In the early 20th century, American auto tycoon Henry Ford constructed the pastiche of a Midwestern industrial utopia in the midst of the Brazilian Amazon: a bastion of rubber production, perfectly straight roads, and even straighter-laced living. In a stroke of hubris, he named it Fordlandia. Fast forward through its failure in the 1940s (causes include, but are not limited to: the discontent of his culturally oppressed indigenous workers; a poor understanding of the Amazonian ecosystem; a population boom in rubber-consuming caterpillars, etc), and Fordlandia today still stands, albeit as a crumbling American anachronism in the depths of the jungle.
“The massive factories still have tools on the shelves, labeled and stamped from when they were delivered from Detroit in the 1930s,” recalls artist Alexander Groves, who co-founded Studio Swine in London with architect Azusa Murakami in 2011. For their latest furniture collection, they took Fordlandia’s overgrown industrial remains as a source of inspiration, creating a suite of seating and lighting that extolls the unsung sex appeal of rubber, the precious natural resource that drew Ford into the jungle in the first place.
Rods of Brazilian ebonite, a jet-black, ultra-vulcanized rubber with the characteristics somewhere between wood and plastic, have been sculpted into the graceful arcs and wild squiggles reminiscent of the works of Oscar Niemeyer and Joaquim Tenreiro; of 1940s Ford cars; of tree roots and of aerial views of a river slicing through a dense wood. And with the help of the World Wildlife Federation, Groves and Murakami were able to source their wild rubber directly from the forest as well, along with the gridded leather of the mammoth pirarucu fish’s skin, palm leather and ipe wood.
The finished pieces are almost a byproduct of Studio Swine’s practice, an intrepid research lab of cultural immersion, material development and historical recordkeeping, in addition to producing the short, atmospheric films that accompany each collection. (In 2014, they took second place in the Young Directors category at Cannes.) Their name, after all, is a fitting acronym: Super Wide Interdisciplinary New Explorers.
“They have all the parts—the intellect, the furniture pieces, the incredibly well-made films—that encompass what I think young people are going to do in the arts now, which is everything,” says Zesty Meyers of New York gallery R & Company, which will show an extended Fordlandia collection this year. “They are among the first generation of makers that will break down all of the boundaries.”

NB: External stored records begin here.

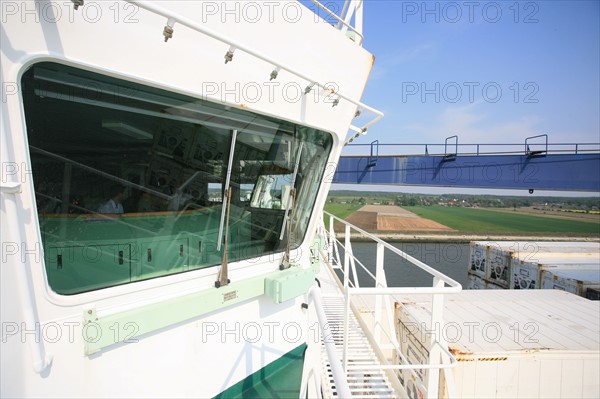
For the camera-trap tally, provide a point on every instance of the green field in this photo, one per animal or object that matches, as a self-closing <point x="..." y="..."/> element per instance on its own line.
<point x="476" y="220"/>
<point x="340" y="210"/>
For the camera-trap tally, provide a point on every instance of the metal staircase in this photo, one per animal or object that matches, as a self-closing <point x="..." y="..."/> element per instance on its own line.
<point x="363" y="383"/>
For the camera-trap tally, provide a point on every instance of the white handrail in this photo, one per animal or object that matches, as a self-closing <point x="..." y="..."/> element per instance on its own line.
<point x="173" y="18"/>
<point x="339" y="375"/>
<point x="440" y="357"/>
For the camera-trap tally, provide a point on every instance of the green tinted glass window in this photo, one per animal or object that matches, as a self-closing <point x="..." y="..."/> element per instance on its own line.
<point x="130" y="179"/>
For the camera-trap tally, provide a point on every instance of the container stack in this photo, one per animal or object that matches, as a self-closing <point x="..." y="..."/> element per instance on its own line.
<point x="569" y="266"/>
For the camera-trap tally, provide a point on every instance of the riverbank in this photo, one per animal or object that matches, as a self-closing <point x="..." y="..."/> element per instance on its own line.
<point x="466" y="238"/>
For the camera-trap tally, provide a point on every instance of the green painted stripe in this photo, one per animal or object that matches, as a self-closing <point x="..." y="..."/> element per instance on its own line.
<point x="103" y="331"/>
<point x="279" y="379"/>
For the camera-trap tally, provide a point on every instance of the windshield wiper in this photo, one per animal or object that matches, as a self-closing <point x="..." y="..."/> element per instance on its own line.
<point x="223" y="278"/>
<point x="291" y="205"/>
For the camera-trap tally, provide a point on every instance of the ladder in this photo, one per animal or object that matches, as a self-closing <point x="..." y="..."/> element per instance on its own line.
<point x="371" y="383"/>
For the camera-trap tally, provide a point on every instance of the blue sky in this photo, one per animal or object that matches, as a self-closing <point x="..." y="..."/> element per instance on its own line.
<point x="490" y="72"/>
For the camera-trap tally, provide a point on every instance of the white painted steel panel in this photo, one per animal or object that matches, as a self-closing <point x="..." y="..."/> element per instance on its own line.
<point x="515" y="344"/>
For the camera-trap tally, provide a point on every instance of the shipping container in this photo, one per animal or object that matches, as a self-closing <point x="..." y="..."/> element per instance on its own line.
<point x="509" y="344"/>
<point x="528" y="275"/>
<point x="574" y="281"/>
<point x="519" y="264"/>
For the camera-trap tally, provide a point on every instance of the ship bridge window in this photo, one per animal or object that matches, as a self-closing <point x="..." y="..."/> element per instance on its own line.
<point x="129" y="179"/>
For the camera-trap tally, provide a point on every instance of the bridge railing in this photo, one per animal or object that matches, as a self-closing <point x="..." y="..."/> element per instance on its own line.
<point x="414" y="149"/>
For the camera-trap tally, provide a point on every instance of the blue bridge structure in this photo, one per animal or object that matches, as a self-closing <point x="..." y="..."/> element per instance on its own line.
<point x="532" y="166"/>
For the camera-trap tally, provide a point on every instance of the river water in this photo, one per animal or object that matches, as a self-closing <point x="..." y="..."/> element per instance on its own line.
<point x="448" y="258"/>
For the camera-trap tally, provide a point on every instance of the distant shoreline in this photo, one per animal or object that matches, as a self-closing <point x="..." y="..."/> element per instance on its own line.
<point x="464" y="238"/>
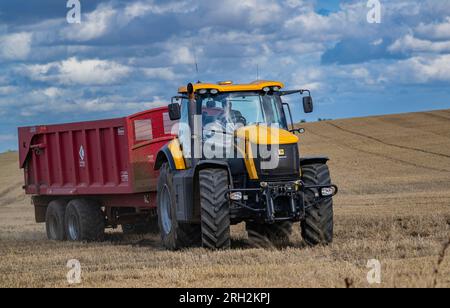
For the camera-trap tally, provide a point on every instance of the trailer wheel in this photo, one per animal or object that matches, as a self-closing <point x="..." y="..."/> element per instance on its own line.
<point x="149" y="227"/>
<point x="263" y="234"/>
<point x="215" y="209"/>
<point x="317" y="228"/>
<point x="54" y="220"/>
<point x="85" y="221"/>
<point x="174" y="235"/>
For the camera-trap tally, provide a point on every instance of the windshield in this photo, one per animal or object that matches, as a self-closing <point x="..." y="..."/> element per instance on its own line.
<point x="230" y="111"/>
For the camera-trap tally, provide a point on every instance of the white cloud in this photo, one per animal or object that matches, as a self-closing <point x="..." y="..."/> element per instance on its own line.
<point x="93" y="25"/>
<point x="409" y="43"/>
<point x="435" y="30"/>
<point x="181" y="55"/>
<point x="82" y="72"/>
<point x="142" y="8"/>
<point x="15" y="46"/>
<point x="164" y="73"/>
<point x="420" y="70"/>
<point x="5" y="138"/>
<point x="6" y="90"/>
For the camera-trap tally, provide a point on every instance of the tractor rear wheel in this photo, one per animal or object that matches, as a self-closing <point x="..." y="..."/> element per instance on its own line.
<point x="317" y="227"/>
<point x="215" y="209"/>
<point x="54" y="220"/>
<point x="174" y="235"/>
<point x="84" y="221"/>
<point x="263" y="234"/>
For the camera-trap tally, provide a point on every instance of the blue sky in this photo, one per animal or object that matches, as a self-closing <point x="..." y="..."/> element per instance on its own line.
<point x="128" y="56"/>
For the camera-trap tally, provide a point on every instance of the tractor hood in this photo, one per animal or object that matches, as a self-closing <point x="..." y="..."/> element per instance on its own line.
<point x="265" y="135"/>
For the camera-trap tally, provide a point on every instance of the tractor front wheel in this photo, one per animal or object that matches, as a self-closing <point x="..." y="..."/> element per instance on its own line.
<point x="215" y="209"/>
<point x="317" y="227"/>
<point x="174" y="235"/>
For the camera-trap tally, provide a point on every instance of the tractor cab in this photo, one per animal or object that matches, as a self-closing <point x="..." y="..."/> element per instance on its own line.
<point x="236" y="159"/>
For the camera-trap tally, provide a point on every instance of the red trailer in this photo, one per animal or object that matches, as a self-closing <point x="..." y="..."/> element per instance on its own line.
<point x="103" y="166"/>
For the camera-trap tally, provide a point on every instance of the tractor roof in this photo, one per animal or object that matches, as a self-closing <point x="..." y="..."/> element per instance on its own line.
<point x="228" y="86"/>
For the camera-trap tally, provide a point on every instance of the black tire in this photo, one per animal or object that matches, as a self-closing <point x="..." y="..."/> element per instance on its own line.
<point x="265" y="234"/>
<point x="55" y="220"/>
<point x="149" y="227"/>
<point x="215" y="209"/>
<point x="85" y="221"/>
<point x="317" y="227"/>
<point x="174" y="235"/>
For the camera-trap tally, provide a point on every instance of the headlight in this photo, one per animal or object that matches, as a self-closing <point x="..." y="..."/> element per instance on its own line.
<point x="236" y="196"/>
<point x="328" y="191"/>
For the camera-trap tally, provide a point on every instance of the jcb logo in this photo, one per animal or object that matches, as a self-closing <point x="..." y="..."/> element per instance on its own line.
<point x="374" y="15"/>
<point x="74" y="14"/>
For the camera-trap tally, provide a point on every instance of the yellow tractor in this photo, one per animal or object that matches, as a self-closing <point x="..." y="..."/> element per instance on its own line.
<point x="236" y="159"/>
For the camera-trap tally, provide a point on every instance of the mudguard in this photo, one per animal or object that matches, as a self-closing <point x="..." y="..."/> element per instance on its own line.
<point x="314" y="160"/>
<point x="163" y="156"/>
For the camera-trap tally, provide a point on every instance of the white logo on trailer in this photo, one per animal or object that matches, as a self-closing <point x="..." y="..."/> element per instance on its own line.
<point x="82" y="154"/>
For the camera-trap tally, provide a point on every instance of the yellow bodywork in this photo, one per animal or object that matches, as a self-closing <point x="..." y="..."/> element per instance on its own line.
<point x="230" y="87"/>
<point x="265" y="135"/>
<point x="262" y="135"/>
<point x="253" y="135"/>
<point x="175" y="149"/>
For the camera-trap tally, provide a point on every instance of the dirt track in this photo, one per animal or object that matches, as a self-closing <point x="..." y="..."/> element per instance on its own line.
<point x="394" y="206"/>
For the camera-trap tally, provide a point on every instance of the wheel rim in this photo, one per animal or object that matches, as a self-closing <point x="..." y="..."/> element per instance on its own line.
<point x="73" y="227"/>
<point x="166" y="205"/>
<point x="52" y="227"/>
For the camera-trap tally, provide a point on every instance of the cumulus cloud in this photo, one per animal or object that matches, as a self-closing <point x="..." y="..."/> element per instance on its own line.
<point x="420" y="69"/>
<point x="164" y="73"/>
<point x="94" y="25"/>
<point x="409" y="43"/>
<point x="436" y="31"/>
<point x="82" y="72"/>
<point x="5" y="138"/>
<point x="16" y="46"/>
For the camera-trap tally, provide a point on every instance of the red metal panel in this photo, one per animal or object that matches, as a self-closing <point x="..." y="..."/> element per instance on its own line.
<point x="93" y="158"/>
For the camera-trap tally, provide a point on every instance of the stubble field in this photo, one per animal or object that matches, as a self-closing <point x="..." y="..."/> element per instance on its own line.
<point x="394" y="206"/>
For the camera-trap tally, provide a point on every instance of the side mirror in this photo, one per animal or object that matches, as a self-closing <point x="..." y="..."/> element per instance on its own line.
<point x="298" y="131"/>
<point x="308" y="105"/>
<point x="174" y="112"/>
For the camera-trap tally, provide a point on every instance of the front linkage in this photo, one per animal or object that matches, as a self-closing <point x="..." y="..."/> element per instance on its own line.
<point x="294" y="191"/>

Murakami and Groves first heard of Fordlandia during a seminal trip to Brazil in 2011, just after graduating from London’s Royal Academy of Arts and shortly before marrying each other in 2013. Knowing no one (“We contacted every institution and every residency program with no response,” Groves recalls), they slept on the floor of an unfurnished room and ate raw food for lack of stove. Yet they were able to develop Can City, a project invoking São Paulo’s roving street trucks that could melt down disposed aluminum cans, which resulted in a love of cast furniture.
This process of immersion and subsequent creation has since repeated itself throughout the world; a six-month stint in Shanghai produced Hair Highway, a collection of furniture and accessories made from human hair that plays on the supply route, or Silk Road, of China’s wig industry; they also spent 10 days one autumn on a boat trawling for ocean detritus they would later melt down and reshape into luxury accessories.
Studio Swine’s unique output is a culmination of both extreme adaptability and a certain hunger. Their statement for the Fordlandia collection, in fact, references the late poet Oswald de Andrade’s concept of Manifesto Antropofagico, or Cannibalist Manifesto. It states that, “Brazil’s great strength is in ‘cannibalizing’ other cultures, digesting them and producing something entirely new.” A concept that certainly resonates with a studio by the name of Swine.